= The Crime and the Glory of Commander Suzdal =

1964 short story by Cordwainer Smith

"The Crime and the Glory of Commander Suzdal" is a science fiction short story by Cordwainer Smith, set in Smith's "Instrumentality of Mankind" universe. It was first published in Amazing Stories in May 1964, and it is included in The Rediscovery of Man collection.

==Plot==

Commander Suzdal is a captain of "The Navy and the Instrumentality" sent on a "one man" mission of exploration (in actuality he is accompanied by several generations of "Turtle-People"). He hibernates in cryogenic sleep while long-lived turtle underpeople run the ship, until the need for a "true human" arises.

A deep space probe is found. It tells a brilliantly conceived but mostly false story about the plight of a group of settlers calling themselves the Arachosians. Suzdal is deceived and turns his ship towards the planet Arachosia and reenters hibernation.

When he arrives he learns the horrible truth. The original settlers nearly became extinct, succumbing to a plague that (in Smith's words) rendered "femininity carcinogenic." They were only able to save their women by chemically (and later genetically) making them male. However, the resulting society is deeply unbalanced by the lack of females and ordinary family structure. The Arachosians, not truly male or female and calling themselves "klopts", realize on an instinctive level what they are missing and as a result, hate normal human beings with unbridled fervor and regard them as abominations to be destroyed (even though they have not seen one in many generations). To carry out this plan, they have dispatched traps in the form of messages, such as the one Suzdal encountered, throughout the galaxy.
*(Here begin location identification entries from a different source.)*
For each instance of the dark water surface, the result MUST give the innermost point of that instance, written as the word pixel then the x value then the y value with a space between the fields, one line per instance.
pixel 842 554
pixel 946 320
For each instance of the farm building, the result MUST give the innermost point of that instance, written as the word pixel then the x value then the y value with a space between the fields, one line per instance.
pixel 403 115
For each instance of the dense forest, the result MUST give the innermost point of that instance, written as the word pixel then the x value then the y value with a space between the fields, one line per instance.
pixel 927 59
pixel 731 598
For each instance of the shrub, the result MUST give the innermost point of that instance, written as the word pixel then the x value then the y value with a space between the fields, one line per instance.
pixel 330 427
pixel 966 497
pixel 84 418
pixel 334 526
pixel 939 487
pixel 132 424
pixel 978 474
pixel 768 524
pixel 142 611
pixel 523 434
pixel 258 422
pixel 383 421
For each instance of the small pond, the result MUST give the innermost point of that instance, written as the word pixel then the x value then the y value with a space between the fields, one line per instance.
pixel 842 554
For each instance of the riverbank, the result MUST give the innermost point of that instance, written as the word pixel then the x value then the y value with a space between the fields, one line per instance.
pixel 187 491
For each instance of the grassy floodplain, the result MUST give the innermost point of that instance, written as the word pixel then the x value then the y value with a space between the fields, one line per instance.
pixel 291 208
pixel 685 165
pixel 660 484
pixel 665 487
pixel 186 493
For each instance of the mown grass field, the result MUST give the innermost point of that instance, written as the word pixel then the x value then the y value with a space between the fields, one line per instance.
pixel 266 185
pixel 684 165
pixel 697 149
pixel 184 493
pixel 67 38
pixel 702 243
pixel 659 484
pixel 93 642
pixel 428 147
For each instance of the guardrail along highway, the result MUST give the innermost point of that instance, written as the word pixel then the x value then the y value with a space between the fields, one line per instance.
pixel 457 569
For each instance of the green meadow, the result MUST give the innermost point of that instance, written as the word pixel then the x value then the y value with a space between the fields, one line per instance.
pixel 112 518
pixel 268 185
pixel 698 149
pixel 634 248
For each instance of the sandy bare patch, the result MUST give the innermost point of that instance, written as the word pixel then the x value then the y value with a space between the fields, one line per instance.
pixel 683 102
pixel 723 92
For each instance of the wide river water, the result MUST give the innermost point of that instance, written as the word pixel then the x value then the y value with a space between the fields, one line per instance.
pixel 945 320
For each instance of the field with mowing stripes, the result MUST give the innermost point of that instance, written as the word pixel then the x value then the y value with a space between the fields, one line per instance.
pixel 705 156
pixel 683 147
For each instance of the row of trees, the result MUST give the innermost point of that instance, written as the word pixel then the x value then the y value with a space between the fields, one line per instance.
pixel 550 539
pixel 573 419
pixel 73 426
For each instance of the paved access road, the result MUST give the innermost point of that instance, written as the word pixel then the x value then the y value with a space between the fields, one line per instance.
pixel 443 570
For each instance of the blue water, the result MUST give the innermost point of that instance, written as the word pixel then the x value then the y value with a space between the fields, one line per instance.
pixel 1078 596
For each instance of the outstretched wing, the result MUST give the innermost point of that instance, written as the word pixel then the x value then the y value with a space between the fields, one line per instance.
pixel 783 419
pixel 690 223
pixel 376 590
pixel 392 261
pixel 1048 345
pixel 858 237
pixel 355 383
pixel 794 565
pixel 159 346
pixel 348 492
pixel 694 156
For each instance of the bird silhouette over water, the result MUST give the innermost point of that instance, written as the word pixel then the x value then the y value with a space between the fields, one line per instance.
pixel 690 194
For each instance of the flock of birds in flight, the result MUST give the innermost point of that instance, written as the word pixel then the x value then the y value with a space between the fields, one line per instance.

When Suzdal wakes up, the Arachosians are already crawling over the outside of his ship. On the advice of an artificial security officer, he uses an emergency device intended to send his large spacecraft back a few seconds in time to instead hurl feline genetic material (coded to evolve for intelligence and to obey Suzdal) millions of years back on the far side of the local moon. A race of advanced, space-faring cat-descendants appears instantaneously and hail Suzdal as their god and creator. They engage the Arachosians at his order, allowing him to escape.

Despite saving the ship and successfully concealing Earth's location from the Arachosians, Suzdal is stripped of rank, name, life and finally death, finding himself sentenced to the prison planet Shayol for his misuse of the time device. He is later seen in the story "A Planet Named Shayol". Meanwhile the Instrumentality officially declares all accounts of his story to be lies, including the text at hand.

==Reception==
Thomas Clareson has described "Commander Suzdal" as "more parable than story", while Eliot Borenstein considers it "an oblique cautionary tale about men's attempts to manage without women".

Rich Horton, writing for Black Gate magazine, calls the story "odd", "decidedly weird", and "disquieting", comparing the Arachosians disfavorably to the all-male society in Lois McMaster Bujold's novel Ethan of Athos; but he conceded that it has "some of the incantatory power Smith always strove for". Paul Kincaid, at the online SF Site magazine, described it as a story about the human "capacity to become monsters when we follow someone who is 'brilliant, remorseless, implacable'"; he compared the Arachosians' broadcast lure to Tokyo Rose.